Would a severely ill psychiatric patient thank you later for forcing medication on him or her?
If the patient regained full mental capacity as a result, chances are good that he or she would. But if the patient did not, chances are fair that he or she would not.
These are the implications of a study headed by Gareth Owen, M.D., a Wellcome Trust clinical research fellow at the Institute of Psychiatry at King's College, London. Results were published in the November 2009 British Journal of Psychiatry.

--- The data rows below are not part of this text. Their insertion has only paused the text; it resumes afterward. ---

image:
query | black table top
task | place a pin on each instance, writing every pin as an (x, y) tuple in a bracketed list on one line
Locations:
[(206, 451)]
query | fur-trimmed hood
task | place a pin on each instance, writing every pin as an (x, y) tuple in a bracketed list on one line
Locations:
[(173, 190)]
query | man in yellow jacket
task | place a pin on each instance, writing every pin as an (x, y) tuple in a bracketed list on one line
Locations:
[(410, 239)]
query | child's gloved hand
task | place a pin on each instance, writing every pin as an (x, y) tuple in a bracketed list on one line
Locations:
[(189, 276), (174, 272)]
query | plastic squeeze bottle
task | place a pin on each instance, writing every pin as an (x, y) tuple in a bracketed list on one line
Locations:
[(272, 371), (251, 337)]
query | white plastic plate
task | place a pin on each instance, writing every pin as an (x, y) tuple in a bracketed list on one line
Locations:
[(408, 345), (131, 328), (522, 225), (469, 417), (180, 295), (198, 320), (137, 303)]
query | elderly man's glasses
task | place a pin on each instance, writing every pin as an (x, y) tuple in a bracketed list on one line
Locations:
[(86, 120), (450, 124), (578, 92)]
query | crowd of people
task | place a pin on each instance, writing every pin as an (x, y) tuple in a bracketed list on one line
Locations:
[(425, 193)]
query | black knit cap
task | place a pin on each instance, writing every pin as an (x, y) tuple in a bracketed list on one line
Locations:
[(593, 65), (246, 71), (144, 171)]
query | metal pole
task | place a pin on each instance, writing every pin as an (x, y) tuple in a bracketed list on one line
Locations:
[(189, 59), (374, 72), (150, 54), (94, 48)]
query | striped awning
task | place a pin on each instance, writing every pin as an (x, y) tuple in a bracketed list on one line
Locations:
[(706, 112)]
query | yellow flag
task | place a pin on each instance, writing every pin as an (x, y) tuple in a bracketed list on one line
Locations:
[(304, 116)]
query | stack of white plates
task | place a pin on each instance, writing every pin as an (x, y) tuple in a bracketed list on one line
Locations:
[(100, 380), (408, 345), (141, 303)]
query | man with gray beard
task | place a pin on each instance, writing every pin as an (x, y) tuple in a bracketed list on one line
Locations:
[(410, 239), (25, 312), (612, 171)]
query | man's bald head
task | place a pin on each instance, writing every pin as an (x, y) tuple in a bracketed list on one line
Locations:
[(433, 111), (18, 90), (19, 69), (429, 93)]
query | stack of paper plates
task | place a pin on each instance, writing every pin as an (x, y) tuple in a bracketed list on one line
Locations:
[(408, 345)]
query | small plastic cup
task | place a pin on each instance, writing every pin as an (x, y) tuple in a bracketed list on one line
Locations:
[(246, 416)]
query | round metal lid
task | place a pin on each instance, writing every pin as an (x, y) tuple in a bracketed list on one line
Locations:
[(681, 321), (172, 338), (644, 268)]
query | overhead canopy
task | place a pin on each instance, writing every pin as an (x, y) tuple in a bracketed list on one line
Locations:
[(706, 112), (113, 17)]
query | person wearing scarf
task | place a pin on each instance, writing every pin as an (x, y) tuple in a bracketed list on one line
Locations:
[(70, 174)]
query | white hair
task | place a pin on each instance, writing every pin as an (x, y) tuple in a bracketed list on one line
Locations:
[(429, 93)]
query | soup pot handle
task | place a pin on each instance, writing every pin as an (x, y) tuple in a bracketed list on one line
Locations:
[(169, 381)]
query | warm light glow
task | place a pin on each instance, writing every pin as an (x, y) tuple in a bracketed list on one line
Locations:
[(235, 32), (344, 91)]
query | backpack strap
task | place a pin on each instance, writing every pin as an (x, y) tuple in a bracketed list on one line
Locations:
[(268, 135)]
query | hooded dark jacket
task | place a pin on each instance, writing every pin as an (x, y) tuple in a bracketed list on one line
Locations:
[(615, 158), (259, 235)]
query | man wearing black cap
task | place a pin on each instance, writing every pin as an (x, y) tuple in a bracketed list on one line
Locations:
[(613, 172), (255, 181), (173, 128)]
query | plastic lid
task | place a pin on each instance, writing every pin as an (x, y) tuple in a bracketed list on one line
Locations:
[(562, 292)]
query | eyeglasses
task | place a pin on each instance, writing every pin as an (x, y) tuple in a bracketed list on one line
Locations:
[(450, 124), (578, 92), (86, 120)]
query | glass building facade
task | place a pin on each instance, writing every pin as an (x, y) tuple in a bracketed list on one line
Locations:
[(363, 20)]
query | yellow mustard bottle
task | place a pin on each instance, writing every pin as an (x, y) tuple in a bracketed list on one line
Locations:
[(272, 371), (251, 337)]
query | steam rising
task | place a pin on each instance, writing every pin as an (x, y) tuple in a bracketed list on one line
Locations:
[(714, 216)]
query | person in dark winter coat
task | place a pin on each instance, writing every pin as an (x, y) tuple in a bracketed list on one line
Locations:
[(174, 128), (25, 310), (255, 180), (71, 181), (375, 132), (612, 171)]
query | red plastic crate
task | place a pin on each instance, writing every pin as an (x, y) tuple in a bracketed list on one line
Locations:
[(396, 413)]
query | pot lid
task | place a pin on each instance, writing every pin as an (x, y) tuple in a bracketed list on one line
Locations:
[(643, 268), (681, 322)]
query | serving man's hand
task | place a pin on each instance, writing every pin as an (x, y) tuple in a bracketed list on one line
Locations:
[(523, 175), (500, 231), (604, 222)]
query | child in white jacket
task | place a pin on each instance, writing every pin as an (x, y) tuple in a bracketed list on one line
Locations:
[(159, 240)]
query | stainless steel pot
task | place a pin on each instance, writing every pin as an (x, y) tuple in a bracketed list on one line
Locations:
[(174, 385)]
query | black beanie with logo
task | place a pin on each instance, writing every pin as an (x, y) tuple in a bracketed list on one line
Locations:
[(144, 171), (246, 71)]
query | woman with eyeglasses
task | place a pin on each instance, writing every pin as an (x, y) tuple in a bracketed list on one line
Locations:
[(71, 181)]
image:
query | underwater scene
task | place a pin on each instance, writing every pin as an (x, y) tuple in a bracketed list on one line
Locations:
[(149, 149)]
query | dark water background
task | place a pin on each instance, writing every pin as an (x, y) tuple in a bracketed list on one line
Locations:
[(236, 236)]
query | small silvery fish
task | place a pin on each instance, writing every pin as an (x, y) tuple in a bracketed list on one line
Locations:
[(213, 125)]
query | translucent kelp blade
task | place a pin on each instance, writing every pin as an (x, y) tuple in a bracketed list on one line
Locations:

The aim of the study was to see what psychiatric patients think about their involuntary treatment after the fact. This appears to be the first study to “have investigated individuals' views on such treatment decisions after they had regained capacity,” Owen and his colleagues said.
Between February 2006 and June 2007, 350 seriously mentally ill patients living in a deprived inner-city area of London were consecutively admitted to Maudsley Hospital for treatment. Out of the 350 patients, 115 were found to lack capacity to make treatment decisions, as determined by clinical assessment and the MacArthur competence Assessment Tool for Treatment.
A month later, or earlier if they were discharged before a month was up, the 115 patients were again evaluated for mental capacity. Also at this time, they were asked whether they would consent to an interview regarding their views on having been treated involuntarily. Ninety-four gave their approval, although only 35 had regained full mental capacity according to the standards mentioned above. The remaining 59 had not regained enough capacity to make treatment decisions, yet had regained enough mental clarity to give an opinion about the treatment they had received, Owen told Psychiatric News.
Out of the patients who had regained full mental capacity, 83 percent said that the right treatment decisions had been made on their behalf—even if their initial treatment wishes had been overridden. But out of the 59 who had regained partial mental capacity, only 41 percent said that the right decisions had been made on their behalf. In brief, patients were significantly more likely to give retrospective approval of the treatment they had received if they had regained full mental capacity than if they had not.
“Most participants who regained capacity agreed with the surrogate decision making that had taken place during their admission to hospital,” wrote the authors. “They may not have much liked the process of admission or the services received … but they indicated approval nonetheless.” This finding “might moderate concerns both about surrogate decision making by psychiatrists and advance decision making by people with mental illness.”
The study was funded by the Wellcome Trust and the South London Maudsley NHS Foundation Trust.